Neither matches the 80/443 defaults that most WebDAV clients start from. In NetDrive’s drive settings for this entry, fill in:

  • Server URLhttps://nas.example.com (or the NAS IP). Don’t append the port here.
  • Port5006 for HTTPS, 5005 for HTTP. Whatever you turned on in step 1.
  • Use HTTPS — checked if you enabled HTTPS in DSM.
  • Path — leave blank unless you want to mount a subdirectory of a share. Synology’s WebDAV root is the share list, so omitting the path puts every shared folder the user can see under the mount root.

Confirming the port number used by a NetDrive WebDAV connection

A self-signed DSM certificate also trips first-time mounts. Either install the certificate on the client first or, if you’re testing on a LAN, accept the warning NetDrive shows once and remount.

When the mount appears but the drive seems empty

If NetDrive reports a successful mount but the volume is empty, two things to check:

  • The user has access to zero shares. WebDAV’s root is the share list — no shares visible, nothing to display.
  • A force refresh hasn’t happened yet on a freshly created share.
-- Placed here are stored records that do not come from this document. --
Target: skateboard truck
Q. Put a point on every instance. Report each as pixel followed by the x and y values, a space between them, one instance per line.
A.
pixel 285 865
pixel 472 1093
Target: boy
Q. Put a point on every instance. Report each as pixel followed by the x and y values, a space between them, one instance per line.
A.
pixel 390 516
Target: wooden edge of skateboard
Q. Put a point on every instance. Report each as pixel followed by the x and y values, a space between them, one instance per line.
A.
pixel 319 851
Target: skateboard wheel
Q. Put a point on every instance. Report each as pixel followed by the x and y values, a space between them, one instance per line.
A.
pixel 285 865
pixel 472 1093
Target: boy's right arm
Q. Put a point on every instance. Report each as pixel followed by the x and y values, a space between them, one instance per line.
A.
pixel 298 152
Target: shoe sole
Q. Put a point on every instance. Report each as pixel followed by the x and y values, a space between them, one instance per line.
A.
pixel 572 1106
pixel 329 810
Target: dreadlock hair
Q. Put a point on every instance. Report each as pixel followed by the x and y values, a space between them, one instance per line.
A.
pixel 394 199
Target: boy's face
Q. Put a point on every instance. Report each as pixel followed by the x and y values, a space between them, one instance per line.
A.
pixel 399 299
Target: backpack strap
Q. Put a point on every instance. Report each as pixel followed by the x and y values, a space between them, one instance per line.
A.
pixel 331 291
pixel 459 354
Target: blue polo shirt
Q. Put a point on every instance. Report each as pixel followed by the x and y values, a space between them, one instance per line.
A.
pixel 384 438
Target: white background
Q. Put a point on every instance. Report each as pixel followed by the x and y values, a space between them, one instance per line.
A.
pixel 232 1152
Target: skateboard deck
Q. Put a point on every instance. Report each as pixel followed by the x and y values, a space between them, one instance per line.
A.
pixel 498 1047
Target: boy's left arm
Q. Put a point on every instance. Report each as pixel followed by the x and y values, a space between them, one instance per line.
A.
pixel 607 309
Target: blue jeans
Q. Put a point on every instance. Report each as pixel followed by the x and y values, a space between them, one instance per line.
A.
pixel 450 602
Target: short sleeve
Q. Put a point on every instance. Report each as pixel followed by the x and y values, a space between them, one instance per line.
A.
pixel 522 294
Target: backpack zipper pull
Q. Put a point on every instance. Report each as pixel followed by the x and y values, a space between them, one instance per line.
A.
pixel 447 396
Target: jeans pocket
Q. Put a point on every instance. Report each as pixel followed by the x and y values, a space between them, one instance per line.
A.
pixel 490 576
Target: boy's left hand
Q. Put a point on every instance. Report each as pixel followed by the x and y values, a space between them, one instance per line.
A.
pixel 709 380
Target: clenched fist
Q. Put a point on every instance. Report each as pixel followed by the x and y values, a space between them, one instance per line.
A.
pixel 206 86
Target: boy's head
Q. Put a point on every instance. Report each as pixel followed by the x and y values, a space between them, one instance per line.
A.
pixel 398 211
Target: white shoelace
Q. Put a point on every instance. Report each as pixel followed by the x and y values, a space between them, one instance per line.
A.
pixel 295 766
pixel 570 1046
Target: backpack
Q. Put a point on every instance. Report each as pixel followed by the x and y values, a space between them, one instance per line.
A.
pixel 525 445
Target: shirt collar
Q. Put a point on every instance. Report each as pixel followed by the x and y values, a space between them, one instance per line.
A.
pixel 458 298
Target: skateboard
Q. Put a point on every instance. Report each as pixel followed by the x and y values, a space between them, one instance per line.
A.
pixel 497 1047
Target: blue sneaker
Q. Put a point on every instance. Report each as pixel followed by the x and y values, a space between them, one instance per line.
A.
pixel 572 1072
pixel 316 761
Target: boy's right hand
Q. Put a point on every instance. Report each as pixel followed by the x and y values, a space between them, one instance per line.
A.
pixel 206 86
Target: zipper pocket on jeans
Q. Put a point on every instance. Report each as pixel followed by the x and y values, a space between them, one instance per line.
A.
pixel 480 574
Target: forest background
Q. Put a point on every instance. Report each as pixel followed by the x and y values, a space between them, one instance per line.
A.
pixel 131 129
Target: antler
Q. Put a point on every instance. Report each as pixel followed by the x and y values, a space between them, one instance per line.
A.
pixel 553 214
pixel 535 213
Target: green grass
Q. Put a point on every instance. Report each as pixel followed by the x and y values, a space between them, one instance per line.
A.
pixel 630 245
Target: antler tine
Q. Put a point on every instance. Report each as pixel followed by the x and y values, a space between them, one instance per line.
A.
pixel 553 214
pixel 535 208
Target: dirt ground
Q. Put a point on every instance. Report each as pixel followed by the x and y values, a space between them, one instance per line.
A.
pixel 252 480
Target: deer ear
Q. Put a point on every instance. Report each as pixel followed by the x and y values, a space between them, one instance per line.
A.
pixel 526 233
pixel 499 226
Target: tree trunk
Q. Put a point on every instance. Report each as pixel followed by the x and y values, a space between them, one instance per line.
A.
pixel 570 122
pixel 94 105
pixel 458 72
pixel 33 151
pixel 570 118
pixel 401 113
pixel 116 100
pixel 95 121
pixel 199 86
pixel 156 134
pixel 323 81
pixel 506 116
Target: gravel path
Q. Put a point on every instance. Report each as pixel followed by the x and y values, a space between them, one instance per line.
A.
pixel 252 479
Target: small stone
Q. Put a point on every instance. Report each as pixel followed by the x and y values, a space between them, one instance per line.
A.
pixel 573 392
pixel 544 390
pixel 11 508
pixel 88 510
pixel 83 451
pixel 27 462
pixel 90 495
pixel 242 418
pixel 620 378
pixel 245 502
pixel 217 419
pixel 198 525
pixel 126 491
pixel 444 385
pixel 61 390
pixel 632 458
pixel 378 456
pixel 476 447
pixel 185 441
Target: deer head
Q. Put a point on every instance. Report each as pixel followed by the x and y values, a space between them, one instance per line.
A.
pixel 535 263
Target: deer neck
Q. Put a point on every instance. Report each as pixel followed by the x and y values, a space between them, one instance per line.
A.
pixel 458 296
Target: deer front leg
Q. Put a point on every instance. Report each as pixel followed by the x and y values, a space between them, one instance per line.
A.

Right-click inside the mount and choose Force refresh; NetDrive re-fetches the listing immediately instead of waiting for change detection.

Confirming a NetDrive mount status from the drive list

Wrap-up

The three checks above resolve the vast majority of Synology WebDAV mount failures: WebDAV server enabled, share permission granted, port and HTTPS matched. If you’ve worked through them and the mount still won’t come up, the NetDrive forum is the fastest place to share DSM logs and NetDrive’s connection trace. The Google Drive on Windows 11 guide covers a much smoother provider for contrast — sometimes worth running through it on the same workstation to confirm NetDrive itself is healthy before you keep digging into DSM.